O juiz Jesseir Coelho de Alcântara, da 3ª Vara dos Crimes Dolosos contra a Vida e Tribunal do Júri da comarca de Goiânia, mandou a júri popular, nesta segunda-feira (10), Gabriel Inácio Gonçalves Itacarambi pelo crime de tentativa de homicídio qualificado. Ele é acusado de atropelar, agredir e esfaquear Kayo Rodrigo dos Santos Soares, após uma partida entre Vila Nova Futebol Clube e Botafogo de Ribeirão Preto, ocorrida no dia 17 de setembro de 2019. Na ocasião, ele foi detido em flagrante e posteriormente teve sua prisão convertida para preventiva, cuja decisão foi mantida pelo magistrado.

O acusado, torcedor do Goiás, teria perseguido em seu carro, juntamente com outros dois veículos e duas motocicletas, o ônibus em que estavam os torcedores do Vila Nova, proferindo ameaças aos ocupantes. Ao chegar no Setor Jardim Itaipu, os veículos realizaram um cerco ao ônibus, que foi obrigado a parar.
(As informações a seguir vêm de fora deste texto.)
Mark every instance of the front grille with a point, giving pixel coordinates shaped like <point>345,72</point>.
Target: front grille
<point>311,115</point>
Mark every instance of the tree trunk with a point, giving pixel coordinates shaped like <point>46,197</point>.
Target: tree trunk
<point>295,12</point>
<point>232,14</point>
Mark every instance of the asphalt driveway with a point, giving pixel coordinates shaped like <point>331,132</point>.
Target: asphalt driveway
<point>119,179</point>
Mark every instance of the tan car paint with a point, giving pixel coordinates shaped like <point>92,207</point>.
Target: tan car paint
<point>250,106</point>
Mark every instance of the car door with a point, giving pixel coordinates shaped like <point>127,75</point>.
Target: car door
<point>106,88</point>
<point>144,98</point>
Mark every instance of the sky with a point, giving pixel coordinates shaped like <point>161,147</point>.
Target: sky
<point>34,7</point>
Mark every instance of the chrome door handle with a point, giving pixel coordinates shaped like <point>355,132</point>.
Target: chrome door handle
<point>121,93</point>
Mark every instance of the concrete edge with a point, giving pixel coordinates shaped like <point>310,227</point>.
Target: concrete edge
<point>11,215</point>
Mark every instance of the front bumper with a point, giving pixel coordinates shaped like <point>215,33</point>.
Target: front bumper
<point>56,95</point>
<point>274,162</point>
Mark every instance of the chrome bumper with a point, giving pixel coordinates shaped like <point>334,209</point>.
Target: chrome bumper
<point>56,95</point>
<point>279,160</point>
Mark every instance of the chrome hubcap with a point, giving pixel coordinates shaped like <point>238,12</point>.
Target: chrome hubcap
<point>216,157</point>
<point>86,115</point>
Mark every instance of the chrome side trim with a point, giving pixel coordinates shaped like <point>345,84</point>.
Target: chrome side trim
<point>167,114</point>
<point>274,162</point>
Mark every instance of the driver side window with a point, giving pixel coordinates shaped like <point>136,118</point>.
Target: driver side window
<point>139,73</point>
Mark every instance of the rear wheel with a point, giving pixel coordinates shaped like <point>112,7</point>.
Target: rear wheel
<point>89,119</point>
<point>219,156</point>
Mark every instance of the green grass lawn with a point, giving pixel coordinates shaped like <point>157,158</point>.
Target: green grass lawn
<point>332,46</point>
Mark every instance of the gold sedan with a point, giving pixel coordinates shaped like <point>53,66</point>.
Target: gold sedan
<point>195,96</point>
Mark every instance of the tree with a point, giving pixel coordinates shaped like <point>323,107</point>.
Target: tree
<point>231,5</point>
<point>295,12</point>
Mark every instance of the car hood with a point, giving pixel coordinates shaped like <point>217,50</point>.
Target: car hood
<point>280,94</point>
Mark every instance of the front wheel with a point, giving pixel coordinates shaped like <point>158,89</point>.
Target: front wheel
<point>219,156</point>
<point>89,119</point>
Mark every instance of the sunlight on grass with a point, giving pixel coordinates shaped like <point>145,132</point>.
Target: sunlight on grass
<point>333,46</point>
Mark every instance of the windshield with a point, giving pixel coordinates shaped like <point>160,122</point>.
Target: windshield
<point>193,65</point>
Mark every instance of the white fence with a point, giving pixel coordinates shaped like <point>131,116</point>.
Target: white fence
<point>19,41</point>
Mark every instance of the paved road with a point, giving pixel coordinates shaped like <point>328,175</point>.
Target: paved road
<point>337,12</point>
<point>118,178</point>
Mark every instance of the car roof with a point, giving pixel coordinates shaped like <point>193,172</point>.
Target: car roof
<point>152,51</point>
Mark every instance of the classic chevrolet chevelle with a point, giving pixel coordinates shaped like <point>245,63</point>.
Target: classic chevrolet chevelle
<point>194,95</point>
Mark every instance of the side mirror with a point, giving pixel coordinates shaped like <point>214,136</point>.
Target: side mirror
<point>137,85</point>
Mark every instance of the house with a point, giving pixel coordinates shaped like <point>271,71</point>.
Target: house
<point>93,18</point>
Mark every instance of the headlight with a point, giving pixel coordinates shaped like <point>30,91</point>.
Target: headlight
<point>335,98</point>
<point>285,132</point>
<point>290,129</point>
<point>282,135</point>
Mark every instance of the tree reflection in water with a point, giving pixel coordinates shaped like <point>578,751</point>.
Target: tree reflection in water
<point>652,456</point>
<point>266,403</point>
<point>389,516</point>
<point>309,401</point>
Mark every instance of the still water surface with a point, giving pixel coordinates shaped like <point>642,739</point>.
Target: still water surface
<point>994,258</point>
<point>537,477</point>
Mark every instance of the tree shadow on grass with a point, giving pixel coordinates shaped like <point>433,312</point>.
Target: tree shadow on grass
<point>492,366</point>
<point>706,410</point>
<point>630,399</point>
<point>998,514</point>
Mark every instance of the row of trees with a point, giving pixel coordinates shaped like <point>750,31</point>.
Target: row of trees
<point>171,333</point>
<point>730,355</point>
Nesse momento, a vítima tentou fugir a pé e foi atropelada por Gabriel, que o agrediu com socos e chutes, além de golpear Kayo na cabeça utilizando-se de um facão.

A vítima foi levada por seus colegas para a Unidade de Pronto Atendimento (UPA) do Jardim Itaipu onde recebeu os primeiros atendimentos, sendo posteriormente encaminhado para o Hospital de Urgência de Goiânia (HUGO), onde permaneceu sobre cuidados durante quinze dias.

A defesa contestou a versão apresentada pelas testemunhas da acusação e requereu a absolvição de Gabriel, sob alegação de que o conjunto de provas seria insuficiente. Caso o pedido não fosse atendido, solicitou ainda a desclassificação do delito imputado como tentativa de homicídio para lesão corporal.

Documentos comprobatórios

Com base nos elementos apresentados pela acusação e pela defesa, o juiz Jesseir Coelho de Alcântara entendeu que há documentos comprobatórios suficientes para que Gabriel Inácio Gonçalves Itacarambi seja submetido a julgamento pelo Júri Popular.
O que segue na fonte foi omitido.